This model card describes a model that was trained as a part of Udacity's fourth project, Deploying a Scalable ML Pipeline in Production, for the DevOps nanodegree.
we created the model. It is a feedforward neural network model trained using tensorflow framework. It has 4 layers with 512, 256, 128, and 128 neurons using relu activationcand two dropout layers for regularization. This model has been put in to dvc pipeline as well. See dvc.yaml and params.yaml for final hyperparameters and different experiment results. Before the first layers, a batch normalization layer is added. A softmax layer with 2 neurons was added to the end to match the shape of labels, a binary classifier.
It was trained using Adam's optimizer with a learning rate of 4e-4 for 10 epochs with batch size of 16.
The model has been unit tested for its input and output data shapes.
This model is trained to predict if a person's salary is below or above $50k.
The training data for this model was obtained from https://archive.ics.uci.edu/ml/datasets/census+income
The target class for this model was "salary".
The original data set has 32561 rows and 15 features identifying each user in the dataset.
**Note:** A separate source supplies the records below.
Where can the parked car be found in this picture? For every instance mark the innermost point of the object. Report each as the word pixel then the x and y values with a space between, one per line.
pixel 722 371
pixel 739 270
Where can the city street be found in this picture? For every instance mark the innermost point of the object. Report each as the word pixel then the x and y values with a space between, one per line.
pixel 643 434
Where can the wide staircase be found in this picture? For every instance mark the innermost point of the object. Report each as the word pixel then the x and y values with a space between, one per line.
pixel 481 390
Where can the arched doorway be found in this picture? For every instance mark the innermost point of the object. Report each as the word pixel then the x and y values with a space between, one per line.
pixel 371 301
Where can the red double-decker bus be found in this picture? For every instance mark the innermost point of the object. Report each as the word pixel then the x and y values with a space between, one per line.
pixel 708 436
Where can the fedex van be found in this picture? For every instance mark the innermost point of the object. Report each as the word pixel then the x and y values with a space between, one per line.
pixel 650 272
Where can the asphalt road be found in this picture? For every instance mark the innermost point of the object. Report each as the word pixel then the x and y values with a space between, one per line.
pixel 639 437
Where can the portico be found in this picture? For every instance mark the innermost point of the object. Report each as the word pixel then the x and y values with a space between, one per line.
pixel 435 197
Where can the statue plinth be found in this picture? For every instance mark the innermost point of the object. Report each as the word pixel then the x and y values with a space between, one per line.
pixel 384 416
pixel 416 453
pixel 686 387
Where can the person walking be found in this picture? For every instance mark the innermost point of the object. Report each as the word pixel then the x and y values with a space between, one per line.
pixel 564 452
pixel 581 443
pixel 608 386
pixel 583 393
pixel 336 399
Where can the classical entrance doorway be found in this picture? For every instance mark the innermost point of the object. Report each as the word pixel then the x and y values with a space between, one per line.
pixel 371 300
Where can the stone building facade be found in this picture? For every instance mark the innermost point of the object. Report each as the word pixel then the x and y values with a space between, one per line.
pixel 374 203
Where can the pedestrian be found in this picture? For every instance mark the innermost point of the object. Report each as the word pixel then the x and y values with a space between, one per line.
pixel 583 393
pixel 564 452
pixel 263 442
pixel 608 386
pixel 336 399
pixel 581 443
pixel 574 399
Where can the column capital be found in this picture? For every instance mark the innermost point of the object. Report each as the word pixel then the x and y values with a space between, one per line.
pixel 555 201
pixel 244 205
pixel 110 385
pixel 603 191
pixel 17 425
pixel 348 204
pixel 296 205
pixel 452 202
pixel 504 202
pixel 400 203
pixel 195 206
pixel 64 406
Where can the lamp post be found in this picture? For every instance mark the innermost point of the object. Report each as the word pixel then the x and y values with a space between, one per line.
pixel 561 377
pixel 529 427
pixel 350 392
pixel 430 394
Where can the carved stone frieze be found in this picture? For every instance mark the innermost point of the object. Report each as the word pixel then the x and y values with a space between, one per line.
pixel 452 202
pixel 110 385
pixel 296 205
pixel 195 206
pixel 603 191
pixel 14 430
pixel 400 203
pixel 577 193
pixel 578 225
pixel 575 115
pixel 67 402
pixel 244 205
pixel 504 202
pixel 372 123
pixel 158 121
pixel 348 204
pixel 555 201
Dataset was splitted 80-20 for train and test set. No stratification was done. To use the data for training a One Hot Encoder was used on the features and a label binarizer was used on the labels.
Model was evaluated on randomly selected, 20% of the dataset, that the model have no seen. Model was then evaluated on slices of the test dataset mentioned below.
"workclass",
"education",
"marital-status",
"occupation",
"relationship",
"race",
"sex",
"native-country"
Three metrics were used to evaluate this model, Precision, Recall, and F-beta score.
The trained model performance over all slices of the test dataset is as following:
Precision is 0.69 Recall is 0.68 and F-Beta Score is 0.68
At a glance, profiling the training dataset reveals several critical issues that must be taken into account before deploying such model in production.
Number of features are highly correlated out of the box.
The main correlation is between eduction, eduction-num, and marital status.
This dataset is racially biased, with White being the majority 85% of the dataset.
The majority of the user are male, over 75% and most users, around 80%, make less than $50k.
Almost 90% of the dataset are Private work classes and over 90% are from United States.
Model has low f-beta scores for specific categories under race, for example, Amer-Indian-Eskimo or Canada. A similar obeservation can be seen udner education for Bachelors and Prof-school. This tells us that the model can make unethical decisions based on someone's race or education.
It is important to note that this model should not be deployed in production or even considered for making decisions about giving someone a loans. The dataset this model was trained is biased, as discussed under Ethical Considerations/Dataset. This model is more likely to make a decision for a person of White race. Given how correlated the labels in the datasets are, removing race from the dataset would not solve this problem as this feature may have very well been bleed into other features. For more detailed analysis of the model see "testLog.log"